As the power industry explores the potential of generative AI and associated new solutions, it’s also addressing concerns such as data bias, sovereignty, privacy, safety, and governance.102 Regulators globally have stepped in to establish rules for AI, with the Biden administration recently signing an executive order mandating safety assessments and equity guidance for AI.103 In addition, G7 leaders have outlined international principles and a voluntary code of conduct for AI developers to promote global guardrails for advanced AI systems,104 reflecting a collective effort to help tackle these challenges.
With these five trends to watch in 2024, there will likely be many opportunities and challenges for the electric power industry—from reaping the benefits of accelerating electricity demand and landmark clean energy legislation, to preparing to serve significant new load with an increasingly complex grid replete with valuable new resources, if tapped effectively. Yet, these come against a backdrop of unprecedented and unpredictable weather and climate change that could alter the natural resource mix across regions and over time. And the financial resources to meet these challenges are finite.
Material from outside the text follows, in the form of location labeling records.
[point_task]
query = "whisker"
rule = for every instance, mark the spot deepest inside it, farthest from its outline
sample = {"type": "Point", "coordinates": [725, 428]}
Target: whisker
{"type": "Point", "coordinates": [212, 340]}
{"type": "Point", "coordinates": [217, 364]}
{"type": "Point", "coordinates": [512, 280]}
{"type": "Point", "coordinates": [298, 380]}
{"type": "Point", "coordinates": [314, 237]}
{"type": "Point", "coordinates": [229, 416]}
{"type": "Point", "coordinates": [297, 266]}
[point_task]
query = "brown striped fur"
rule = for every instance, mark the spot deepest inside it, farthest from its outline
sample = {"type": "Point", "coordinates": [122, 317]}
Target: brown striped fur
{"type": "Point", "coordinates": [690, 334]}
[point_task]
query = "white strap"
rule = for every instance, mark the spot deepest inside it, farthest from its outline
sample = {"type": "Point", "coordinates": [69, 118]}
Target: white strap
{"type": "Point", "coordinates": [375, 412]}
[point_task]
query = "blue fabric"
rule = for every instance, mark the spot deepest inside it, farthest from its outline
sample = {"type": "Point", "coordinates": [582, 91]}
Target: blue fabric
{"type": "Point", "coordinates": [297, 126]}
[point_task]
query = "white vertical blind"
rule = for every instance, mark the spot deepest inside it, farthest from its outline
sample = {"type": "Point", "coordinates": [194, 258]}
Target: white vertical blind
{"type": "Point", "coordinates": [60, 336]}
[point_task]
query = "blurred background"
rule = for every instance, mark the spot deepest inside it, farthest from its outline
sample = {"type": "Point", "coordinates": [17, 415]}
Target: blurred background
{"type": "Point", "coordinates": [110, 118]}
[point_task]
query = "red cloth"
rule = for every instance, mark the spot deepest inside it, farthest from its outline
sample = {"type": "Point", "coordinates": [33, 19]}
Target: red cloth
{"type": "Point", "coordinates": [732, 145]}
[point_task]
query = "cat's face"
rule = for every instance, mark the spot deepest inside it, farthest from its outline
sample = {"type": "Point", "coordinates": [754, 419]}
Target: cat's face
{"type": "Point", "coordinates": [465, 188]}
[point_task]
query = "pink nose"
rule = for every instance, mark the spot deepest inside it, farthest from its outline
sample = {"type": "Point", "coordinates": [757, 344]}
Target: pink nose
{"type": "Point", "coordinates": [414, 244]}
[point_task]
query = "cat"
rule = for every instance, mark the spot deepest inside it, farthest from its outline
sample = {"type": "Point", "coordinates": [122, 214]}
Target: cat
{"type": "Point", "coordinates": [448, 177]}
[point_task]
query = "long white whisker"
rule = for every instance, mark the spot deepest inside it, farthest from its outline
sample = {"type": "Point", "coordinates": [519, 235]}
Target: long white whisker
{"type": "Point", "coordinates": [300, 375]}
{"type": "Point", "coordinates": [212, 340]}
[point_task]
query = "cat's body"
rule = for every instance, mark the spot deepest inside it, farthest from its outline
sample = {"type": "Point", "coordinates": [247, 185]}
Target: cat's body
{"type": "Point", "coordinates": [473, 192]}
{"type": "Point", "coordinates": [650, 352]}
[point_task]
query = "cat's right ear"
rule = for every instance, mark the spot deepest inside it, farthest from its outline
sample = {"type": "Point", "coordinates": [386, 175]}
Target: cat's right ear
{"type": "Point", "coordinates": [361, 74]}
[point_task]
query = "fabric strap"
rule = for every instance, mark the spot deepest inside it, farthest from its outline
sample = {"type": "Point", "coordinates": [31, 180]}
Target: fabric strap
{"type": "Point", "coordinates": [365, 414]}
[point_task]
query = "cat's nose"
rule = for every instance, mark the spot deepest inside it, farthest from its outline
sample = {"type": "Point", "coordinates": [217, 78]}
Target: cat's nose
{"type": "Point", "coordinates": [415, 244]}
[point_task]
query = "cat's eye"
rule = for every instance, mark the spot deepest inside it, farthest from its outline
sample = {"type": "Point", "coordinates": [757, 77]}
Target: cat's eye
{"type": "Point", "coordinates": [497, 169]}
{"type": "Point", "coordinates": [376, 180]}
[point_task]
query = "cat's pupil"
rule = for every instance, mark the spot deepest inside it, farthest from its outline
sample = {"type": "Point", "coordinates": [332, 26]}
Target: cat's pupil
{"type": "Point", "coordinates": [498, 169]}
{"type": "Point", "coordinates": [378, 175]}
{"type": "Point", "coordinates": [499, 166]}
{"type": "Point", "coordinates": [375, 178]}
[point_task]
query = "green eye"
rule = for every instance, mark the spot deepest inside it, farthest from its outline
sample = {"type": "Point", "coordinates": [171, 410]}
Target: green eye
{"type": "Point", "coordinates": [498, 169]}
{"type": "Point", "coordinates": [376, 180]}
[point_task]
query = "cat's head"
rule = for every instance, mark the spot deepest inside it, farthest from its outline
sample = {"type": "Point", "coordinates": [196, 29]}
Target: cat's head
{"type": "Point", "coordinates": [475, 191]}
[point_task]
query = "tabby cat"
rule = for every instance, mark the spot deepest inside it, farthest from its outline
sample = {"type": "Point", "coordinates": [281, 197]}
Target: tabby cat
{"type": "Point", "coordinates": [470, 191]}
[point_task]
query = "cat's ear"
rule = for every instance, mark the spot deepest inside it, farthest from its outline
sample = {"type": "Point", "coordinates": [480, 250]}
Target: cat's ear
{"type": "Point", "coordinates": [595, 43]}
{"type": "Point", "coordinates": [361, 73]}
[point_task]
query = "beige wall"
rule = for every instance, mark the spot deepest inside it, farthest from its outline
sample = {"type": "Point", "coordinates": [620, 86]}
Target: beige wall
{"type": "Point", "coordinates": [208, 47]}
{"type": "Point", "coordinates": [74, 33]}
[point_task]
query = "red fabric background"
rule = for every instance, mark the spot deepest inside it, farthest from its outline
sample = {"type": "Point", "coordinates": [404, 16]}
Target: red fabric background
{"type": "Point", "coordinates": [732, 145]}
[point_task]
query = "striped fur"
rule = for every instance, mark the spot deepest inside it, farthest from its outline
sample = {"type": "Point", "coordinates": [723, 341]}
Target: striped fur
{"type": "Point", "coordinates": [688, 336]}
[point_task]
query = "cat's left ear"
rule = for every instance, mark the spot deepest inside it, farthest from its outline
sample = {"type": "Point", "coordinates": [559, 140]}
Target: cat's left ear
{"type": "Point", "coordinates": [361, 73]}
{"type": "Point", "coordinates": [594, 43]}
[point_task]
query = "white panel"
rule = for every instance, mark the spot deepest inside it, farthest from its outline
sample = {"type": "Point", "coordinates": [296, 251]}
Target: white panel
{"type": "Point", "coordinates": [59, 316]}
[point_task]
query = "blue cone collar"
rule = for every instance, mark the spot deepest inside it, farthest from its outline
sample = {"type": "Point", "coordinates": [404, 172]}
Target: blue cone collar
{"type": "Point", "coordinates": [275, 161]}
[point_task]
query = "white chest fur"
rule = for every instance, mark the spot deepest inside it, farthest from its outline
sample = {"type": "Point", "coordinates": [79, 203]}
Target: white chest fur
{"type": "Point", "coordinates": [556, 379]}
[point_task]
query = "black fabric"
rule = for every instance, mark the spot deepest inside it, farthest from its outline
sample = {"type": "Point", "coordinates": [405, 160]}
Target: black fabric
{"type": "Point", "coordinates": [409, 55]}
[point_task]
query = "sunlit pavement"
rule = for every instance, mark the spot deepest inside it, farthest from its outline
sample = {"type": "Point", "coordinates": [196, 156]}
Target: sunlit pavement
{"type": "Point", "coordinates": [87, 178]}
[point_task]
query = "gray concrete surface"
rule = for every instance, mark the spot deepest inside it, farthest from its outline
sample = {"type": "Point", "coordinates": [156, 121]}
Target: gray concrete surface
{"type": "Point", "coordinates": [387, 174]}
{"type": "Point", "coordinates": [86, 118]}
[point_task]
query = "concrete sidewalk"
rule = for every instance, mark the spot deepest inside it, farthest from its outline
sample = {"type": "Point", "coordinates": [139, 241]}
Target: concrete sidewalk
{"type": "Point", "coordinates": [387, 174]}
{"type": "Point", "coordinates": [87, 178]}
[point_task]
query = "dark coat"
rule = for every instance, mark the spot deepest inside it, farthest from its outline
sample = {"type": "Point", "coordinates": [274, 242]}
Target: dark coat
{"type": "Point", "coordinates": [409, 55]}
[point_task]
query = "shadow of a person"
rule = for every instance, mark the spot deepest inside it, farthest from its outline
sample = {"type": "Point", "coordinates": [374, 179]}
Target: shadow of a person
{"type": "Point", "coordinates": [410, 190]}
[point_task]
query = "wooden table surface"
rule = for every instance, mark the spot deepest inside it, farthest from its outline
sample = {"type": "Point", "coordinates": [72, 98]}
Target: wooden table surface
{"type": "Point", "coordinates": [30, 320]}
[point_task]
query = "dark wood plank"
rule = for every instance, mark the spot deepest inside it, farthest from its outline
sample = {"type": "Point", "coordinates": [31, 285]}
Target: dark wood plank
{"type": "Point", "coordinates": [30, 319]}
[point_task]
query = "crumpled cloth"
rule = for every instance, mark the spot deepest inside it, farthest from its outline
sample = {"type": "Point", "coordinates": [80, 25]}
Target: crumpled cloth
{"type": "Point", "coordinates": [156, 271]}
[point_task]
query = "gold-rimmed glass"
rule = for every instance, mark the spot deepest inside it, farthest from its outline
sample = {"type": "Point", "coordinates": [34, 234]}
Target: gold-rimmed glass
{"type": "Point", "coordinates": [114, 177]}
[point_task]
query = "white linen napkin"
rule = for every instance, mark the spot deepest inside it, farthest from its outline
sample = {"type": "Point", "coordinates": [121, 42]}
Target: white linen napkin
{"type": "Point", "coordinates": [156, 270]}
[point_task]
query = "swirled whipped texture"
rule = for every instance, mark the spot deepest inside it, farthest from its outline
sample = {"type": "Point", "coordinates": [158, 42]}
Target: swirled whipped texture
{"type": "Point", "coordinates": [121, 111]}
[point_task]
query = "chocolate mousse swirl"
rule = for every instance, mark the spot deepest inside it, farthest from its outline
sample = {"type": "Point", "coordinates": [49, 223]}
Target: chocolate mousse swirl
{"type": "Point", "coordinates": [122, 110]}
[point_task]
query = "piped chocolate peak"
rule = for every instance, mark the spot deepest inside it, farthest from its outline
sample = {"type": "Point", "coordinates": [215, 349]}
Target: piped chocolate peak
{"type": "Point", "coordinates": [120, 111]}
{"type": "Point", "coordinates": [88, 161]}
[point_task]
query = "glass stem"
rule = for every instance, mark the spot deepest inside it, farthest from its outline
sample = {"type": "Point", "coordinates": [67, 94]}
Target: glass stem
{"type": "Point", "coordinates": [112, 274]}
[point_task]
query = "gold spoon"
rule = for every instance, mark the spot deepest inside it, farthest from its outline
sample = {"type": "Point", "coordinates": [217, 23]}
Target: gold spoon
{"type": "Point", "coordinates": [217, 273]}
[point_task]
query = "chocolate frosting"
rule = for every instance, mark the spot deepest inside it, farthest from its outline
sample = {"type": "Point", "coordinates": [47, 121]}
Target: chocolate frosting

Nonetheless, threaded throughout is the potential promise of new ways to address these challenges, enabled by emerging technologies, market innovations, and policies. One avenue that could be among the most promising is generative AI. It could eventually enable the kind of real-time, holistic system planning that could add critical visibility and valuation capabilities across the grid as variable renewables and DERs proliferate and electricity demand potentially escalates. In markets, rising DER, aggregated DER, and VPP participation may be one of the biggest developments to watch. Residential and commercial solar, battery storage, EV and EV-charger owners could increasingly combine their resources into DER aggregations and VPPs, potentially serving up another slice of capital for grid expansion, modernization, and decarbonization.
In the policy arena, the IRA and the IIJA will likely continue to motivate massive investment, some of which will likely be game-changing for the industry. Other policy developments to watch could include FERC 2222, as wholesale markets prepare for aggregated DER participation; expanded state Renewable Portfolio and Clean Energy Standards; new building codes; and continued state adoption of Advanced Clean Car and Clean Truck standards. Together, these types of policies, technologies, and market innovations could accelerate electric power industry progress in meeting its mandate to provide reliable, affordable, and clean electricity.